When he left the office he told me how badly he wanted me, how he couldn't wait to have my naked body in tangled with his. I found the strength to remind him of what he had told me. How he had personal issues to deal with and he could no longer continue our sexual affair. How he didn't love me, he was lost. He needed time to focus on himself. He didn't want to hurt me anymore, blaaa, blaaaa, blaaa (all of these lines I have used to get out of relationships I didn't want to be in) When I reminded him of these things, he simply said to me "I don't want to think about that this week, you have had a hard week" He made it out like he was doing me the favor.
So here sit, needing, wanting and craving worse then ever. I know what I should do. I know what I shouldn't do. I just don't think I have the strength to say no. The stupidest part of this whole situation I have found myself in is that I don't want to hurt his feelings or hurt him in anyway. That is including his self esteem. If I reject him, how is he going to feel?

HELP ME!!!!!!!! I NEED STRENGTH.

Addiction!!!

Any change,
even a change for the better,
is always accompanied by
drawbacks and discomforts.

I am wanting and craving him so badly. I know that it is an addiction like any other addiction. This is not love I am feeling. It is a need, like the need to eat or sleep. The need a junkie has for a fix. I have to keep reading over the lines that he fed my way, when he was wanting out. I am NOT who he wants. Remember he wanted to break it off with me months ago, but he didn't because I was going through a rough time. Well it isn't going to ever get easier on me. I have stayed away this long. Andy keep strong. I am feeling that I am not good enough for him. I don't think he respects me as a person. I think he sees me as easy. I am just filling that sexual void until he can find better. I do honestly think he wants that "better" Today he talked about his sexual confidence being up after being with me. He had a hard sexual time with his ex and he didn't have any self confidence or esteem left after her. So now that he knows he can please a women he wants to go test that water. I said to him today "I was the transition girl" he laughed and said yes.

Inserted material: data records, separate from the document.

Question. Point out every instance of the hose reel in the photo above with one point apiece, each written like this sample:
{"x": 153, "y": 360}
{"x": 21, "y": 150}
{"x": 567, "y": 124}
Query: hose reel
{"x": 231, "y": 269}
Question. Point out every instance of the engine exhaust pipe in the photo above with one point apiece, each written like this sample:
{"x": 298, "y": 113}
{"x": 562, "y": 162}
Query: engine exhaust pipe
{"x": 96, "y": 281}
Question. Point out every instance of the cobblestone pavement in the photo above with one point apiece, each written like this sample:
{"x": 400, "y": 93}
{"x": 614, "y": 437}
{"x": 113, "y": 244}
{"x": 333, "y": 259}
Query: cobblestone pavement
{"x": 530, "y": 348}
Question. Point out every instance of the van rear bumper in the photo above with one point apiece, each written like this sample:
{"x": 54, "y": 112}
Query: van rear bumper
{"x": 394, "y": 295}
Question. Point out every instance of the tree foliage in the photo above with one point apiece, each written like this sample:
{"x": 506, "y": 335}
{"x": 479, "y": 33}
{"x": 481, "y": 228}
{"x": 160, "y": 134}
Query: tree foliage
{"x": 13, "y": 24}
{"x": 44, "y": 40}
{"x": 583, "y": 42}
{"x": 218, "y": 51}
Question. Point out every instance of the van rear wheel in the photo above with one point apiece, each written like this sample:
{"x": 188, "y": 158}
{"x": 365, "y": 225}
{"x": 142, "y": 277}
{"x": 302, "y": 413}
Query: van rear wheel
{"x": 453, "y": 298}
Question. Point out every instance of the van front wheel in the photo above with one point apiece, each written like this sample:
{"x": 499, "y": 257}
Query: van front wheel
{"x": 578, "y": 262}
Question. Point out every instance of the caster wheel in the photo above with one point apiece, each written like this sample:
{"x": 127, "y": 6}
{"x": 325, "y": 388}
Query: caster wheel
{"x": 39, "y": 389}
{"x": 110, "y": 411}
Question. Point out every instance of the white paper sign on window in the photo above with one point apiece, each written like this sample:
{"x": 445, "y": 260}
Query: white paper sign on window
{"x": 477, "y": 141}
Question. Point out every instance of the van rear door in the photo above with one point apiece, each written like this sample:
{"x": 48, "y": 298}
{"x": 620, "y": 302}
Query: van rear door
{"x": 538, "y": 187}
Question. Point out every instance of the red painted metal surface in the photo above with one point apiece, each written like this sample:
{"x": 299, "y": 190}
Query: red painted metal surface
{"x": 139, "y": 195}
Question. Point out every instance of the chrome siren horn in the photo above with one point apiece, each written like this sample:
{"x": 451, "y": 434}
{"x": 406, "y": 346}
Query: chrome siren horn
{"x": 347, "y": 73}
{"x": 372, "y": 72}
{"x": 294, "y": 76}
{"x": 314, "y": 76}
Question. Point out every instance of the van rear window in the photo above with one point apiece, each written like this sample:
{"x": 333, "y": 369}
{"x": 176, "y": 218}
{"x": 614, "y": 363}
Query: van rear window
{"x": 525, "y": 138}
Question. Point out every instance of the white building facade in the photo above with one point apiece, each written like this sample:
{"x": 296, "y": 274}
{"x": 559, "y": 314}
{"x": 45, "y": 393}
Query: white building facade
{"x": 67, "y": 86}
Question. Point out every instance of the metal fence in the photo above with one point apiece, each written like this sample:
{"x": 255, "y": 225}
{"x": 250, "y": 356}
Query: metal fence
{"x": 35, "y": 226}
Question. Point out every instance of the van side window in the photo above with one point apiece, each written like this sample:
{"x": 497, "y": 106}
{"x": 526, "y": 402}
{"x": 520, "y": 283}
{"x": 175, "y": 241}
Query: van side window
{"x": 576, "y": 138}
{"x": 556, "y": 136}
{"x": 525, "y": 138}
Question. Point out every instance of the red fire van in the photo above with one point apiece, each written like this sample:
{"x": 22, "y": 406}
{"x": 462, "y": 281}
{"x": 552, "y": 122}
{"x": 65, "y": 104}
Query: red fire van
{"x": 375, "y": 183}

I was good for his self esteem and his self confidence and he has destroyed mine. I really see me for what I am. Over weight, unattractive, getting older by the second. I am undesired. I am easy with low self respect and self worth. I have never been able to say NO to him. I am like his free call girl. When he called I always came, even when I didn't want to. I changed my schedule or would see him when I was tired, or sick. Not once did he ever return that favor. Today was the first time I said I couldn't come over tonight because I was going to be too tired. If only he knew how badly I needed that fix. I need to feel that feeling of being desired, even sexy. I have to remember and dig deep this is a false feeling, he doesn't desire me or see me as sexy. I am a cum catcher.


He keeps saying I don't really know him. I think the fact is I indeed know him. I know him oh so well.


I need to turn my focus on something other then him. I need to focus on me and my body, my soul and my mind. I need to lose weight, I need to become healthier physically and mentally. I have to start this today. I have to find that strength on Friday morning. I need to tell him I can't come over. I need to tell him not to talk to our counselor on my behalf. I can look after myself. I can stand on my own two feet with my head held high. I don't need a man in my life to exist. I don't need a man in my life at all. I am a strong independent girl. I can do this.